新米の頃
実りの秋になり新米が取れると、年中神事である神嘗祭(かんなめさい、10月15日~17日)が行われます。天照大神を初め八百万の神々に今年のお米の収穫を御報告し、新米を天皇家の皇女の方が、神様にお給仕しお召し上がりになる。
伊勢神宮の御神事の新嘗祭(にいなめさい)は11月23日勤労感謝の日、宮中において神々に感謝し、天皇様御自身がお給仕をなさって新米を初めてお召し上がりになる共食の儀、神嘗祭と新嘗祭が1ヶ月以上過ぎて行われるのは日本が南北に細長い国で日本国民全てが、新米を頂ける時期を天皇様にお待ち頂いているのです。新米を戴くのに色々な事を認識しながら食べると、一粒の米もありがたく感謝しながら頂けるのではないでしょうか。

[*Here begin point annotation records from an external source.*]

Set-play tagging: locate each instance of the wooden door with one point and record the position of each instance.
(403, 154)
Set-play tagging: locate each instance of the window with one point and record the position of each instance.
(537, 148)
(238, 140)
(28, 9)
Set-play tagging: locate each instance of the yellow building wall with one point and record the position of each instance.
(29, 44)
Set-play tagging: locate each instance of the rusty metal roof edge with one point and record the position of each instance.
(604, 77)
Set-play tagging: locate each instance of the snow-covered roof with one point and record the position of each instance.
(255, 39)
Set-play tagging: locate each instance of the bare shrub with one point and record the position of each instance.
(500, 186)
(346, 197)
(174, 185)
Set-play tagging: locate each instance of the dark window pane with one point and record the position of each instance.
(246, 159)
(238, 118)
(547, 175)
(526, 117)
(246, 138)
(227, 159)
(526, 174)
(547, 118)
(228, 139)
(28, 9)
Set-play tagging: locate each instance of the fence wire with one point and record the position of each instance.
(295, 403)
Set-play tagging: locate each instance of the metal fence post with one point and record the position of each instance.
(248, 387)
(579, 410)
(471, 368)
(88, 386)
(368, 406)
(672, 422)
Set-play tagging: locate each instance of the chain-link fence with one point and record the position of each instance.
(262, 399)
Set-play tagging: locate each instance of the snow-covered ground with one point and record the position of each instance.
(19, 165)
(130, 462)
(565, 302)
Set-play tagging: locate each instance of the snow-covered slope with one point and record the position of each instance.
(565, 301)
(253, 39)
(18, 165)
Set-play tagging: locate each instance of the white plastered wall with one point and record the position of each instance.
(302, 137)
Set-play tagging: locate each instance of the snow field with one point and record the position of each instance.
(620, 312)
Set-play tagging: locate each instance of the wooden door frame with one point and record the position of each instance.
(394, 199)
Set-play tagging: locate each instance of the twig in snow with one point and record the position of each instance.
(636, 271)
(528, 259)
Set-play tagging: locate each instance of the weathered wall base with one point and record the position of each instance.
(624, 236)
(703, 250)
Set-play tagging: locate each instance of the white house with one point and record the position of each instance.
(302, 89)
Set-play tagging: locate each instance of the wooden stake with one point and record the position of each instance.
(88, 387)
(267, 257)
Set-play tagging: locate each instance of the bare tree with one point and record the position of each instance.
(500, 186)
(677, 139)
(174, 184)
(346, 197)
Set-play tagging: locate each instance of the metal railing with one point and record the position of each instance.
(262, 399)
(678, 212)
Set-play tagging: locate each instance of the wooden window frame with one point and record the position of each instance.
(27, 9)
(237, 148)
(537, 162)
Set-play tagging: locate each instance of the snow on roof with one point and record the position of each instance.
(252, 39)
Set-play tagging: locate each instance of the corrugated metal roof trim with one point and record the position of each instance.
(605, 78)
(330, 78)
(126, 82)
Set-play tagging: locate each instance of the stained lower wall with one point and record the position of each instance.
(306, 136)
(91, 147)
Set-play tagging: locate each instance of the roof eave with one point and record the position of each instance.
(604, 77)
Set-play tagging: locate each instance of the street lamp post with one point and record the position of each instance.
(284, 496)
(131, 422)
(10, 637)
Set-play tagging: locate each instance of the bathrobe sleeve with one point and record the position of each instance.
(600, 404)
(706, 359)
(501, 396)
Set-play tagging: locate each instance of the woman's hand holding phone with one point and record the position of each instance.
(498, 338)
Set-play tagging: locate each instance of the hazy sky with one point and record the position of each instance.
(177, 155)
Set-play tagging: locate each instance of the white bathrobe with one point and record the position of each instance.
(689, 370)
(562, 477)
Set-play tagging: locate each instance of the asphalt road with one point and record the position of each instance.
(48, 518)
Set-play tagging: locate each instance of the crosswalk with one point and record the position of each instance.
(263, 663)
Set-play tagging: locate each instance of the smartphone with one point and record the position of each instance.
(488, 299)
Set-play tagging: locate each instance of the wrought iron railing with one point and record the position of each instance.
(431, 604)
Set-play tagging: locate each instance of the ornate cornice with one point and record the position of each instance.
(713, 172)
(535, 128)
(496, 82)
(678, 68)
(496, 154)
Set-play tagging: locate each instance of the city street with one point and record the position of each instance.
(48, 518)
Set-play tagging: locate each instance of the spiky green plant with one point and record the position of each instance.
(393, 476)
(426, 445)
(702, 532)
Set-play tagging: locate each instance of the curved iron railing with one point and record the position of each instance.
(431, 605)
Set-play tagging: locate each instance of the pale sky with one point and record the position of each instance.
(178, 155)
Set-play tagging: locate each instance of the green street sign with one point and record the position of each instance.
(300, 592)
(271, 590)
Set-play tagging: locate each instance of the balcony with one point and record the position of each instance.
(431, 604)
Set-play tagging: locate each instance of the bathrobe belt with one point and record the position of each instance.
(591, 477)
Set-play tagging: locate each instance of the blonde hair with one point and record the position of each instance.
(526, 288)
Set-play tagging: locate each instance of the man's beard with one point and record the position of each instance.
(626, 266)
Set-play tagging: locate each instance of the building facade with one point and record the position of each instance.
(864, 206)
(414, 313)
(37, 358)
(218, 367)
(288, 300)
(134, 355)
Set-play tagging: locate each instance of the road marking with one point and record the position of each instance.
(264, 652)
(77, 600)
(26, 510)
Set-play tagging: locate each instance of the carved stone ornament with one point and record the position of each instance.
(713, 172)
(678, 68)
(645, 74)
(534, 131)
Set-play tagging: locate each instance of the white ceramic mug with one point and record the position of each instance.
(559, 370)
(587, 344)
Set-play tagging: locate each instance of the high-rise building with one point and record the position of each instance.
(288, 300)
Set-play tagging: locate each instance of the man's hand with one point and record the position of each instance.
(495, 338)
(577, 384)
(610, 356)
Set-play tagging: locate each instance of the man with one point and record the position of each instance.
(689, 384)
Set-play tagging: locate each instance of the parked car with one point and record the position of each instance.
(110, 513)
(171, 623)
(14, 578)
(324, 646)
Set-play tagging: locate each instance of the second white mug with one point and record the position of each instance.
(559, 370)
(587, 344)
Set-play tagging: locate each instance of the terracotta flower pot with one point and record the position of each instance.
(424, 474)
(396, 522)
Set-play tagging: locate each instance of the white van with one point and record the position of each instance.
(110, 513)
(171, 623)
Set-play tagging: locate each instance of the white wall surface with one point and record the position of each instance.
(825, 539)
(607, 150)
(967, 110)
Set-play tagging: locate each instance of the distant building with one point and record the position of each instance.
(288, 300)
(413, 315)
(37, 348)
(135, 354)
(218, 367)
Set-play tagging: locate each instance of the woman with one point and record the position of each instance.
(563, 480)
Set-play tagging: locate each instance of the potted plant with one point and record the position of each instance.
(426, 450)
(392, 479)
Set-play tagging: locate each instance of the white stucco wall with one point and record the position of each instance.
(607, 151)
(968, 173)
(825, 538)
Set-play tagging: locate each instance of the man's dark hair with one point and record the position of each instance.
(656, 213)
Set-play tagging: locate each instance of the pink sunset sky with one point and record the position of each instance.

しかし残念な事に日本人だけが食事前の祈りがありません。昔はお米屋さんも11月23日の新嘗祭が終ってから新米を店先に並べたのです。米は八十八と書くが八十八人の手を経てようやく一粒の米が出来るからです。「鶴亀の命欲しくばつるつるのむな、噛めよ噛め噛め88回」良く噛んで食べないと鶴亀の様に長生きしませんよ。お米一粒でも御神仏の恩恵や天地全てのお恵みを戴いているのに、ヨーロッパを初め各国の人々が日本人を見た時、人々はまず神仏の中に生かされていると感じるのが本来なのに、日本人は商売、健康、その他祈願の為に勝手な時だけ神仏に手を合わす。七五三のお宮参りは神社に、結婚はキリスト教会に、死んだらお寺にと、一貫性のなさは人間としての信頼がなくなります。
仕事は自分の力だけで出来るものではなく、自分の為にだけやる訳でもありません。日々の生活が平和と繁栄に慣れるとそれが気持のおごりとなり、日頃の言動におごり昂ぶりが表れ、感謝の心を忘れると、その結果不満につながります。
信仰はどんなに信仰しても「こんなにしているのに」と感じた時は信仰心が薄れて来ている証拠です。それをバロメーターとして気をつけなければなりません。「こんなに~した」と言う言葉は既におごりや昂ぶりがあり、今の生活はすべて自分自身の力であると勘違いします。しかしその逆に上手く行かなければ、それは社会が悪い、他人が悪いと自分の悪い点、反省点は何処にも出て来ません。そんな行動が基礎となり、やがて自分の生活となって顕れます。良い結果も悪い結果も、すべて自分の考えや行動が基本となる事をしっかり自覚することが大事です。